According to Gil Ronen of Israelnationalnews.com, President Barack Obama’s new Supreme Court nominee, Merrick Garland, currently the chief judge of the U.S. Court of Appeals for the District of Columbia, emotionally credited his Jewish grandparents for his success.
Born to a Jewish mother and a Protestant father, Garland was raised Jewish.
According to JTA, Garland said his father, who ran a business from the basement of his family home, taught him the “importance of hard work and fair dealing,” while his mother’s volunteerism taught him the value of community service.
“For me there can be no higher public service than serving as a member of the U.S. Supreme Court,” said Garland. “This is the greatest honor of my life other than Lynn agreeing to marry me 28 years ago. It’s also the greatest gift I’ve ever received, except, and there’s another caveat, the birth of our daughters, Jessie and Becky.”

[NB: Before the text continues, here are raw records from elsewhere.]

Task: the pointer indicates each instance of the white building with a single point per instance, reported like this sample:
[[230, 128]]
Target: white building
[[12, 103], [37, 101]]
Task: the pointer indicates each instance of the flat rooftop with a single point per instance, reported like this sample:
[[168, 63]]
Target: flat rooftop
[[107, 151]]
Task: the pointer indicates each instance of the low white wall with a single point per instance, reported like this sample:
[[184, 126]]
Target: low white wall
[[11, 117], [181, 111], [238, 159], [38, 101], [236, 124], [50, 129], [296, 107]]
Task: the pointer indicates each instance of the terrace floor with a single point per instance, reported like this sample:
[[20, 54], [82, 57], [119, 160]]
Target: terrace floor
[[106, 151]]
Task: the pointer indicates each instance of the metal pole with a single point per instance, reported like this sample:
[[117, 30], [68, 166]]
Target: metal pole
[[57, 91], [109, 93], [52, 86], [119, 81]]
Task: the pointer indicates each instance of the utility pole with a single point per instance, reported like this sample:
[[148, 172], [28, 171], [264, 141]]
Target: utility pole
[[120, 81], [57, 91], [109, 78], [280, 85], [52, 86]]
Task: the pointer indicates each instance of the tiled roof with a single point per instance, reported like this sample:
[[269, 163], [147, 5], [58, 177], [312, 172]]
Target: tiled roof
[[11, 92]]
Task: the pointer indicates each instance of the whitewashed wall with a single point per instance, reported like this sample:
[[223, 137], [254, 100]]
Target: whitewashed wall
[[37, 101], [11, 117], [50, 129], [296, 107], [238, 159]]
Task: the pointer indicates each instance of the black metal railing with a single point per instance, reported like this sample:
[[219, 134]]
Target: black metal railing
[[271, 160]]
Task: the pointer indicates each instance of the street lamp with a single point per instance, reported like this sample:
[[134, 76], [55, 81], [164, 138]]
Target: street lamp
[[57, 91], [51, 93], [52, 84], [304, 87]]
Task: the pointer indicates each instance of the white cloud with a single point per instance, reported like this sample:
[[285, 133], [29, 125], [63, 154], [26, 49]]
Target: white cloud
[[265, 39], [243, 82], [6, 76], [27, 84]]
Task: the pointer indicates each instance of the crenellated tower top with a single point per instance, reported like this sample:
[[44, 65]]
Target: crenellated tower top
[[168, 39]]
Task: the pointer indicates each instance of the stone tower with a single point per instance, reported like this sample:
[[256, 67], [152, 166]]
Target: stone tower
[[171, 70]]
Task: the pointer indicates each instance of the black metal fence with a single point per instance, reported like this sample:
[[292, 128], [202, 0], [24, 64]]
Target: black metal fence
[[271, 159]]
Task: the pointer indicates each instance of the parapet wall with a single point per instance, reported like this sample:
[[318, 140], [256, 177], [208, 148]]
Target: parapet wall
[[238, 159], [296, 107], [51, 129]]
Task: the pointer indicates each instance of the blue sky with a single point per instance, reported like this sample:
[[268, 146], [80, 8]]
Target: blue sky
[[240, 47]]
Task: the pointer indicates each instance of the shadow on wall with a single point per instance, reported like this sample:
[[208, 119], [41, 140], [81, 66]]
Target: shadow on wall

If confirmed, Garland would be the fourth Jewish justice on the Supreme Court, which is comprised entirely of Jews and Catholics.
Like five current justices as well as the late Antonin Scalia, who he would replace, Garland attended Harvard Law School. Like Samuel Alito and Sonia Sotomayor, he’s a former prosecutor. Like Scalia, Chief Justice John Roberts, Clarence Thomas andRuth Bader Ginsburg, he comes from the powerful D.C. Circuit court.
USA reported that Garland isn’t even the first Supreme Court nominee to earn undergraduate and law degrees from Harvard, clerk for Judge Henry Friendly of the U.S. Court of Appeals for the 2nd Circuit, work at the Justice Department, become a partner at a major Washington, D.C., law firm, and serve on the D.C. Circuit . Roberts did all that.
In his brief Rose Garden remarks Wednesday, a choked-up Garland described his early years as a federal prosecutor, seeking to convince scared mothers and grandmothers to testify against violent gang members.
“Trust that justice will be done in our courts — without prejudice or partisanship — is what in large part distinguishes this country from others,” he said. His job then as now, he said, was to ensure that “the rule of law would prevail.”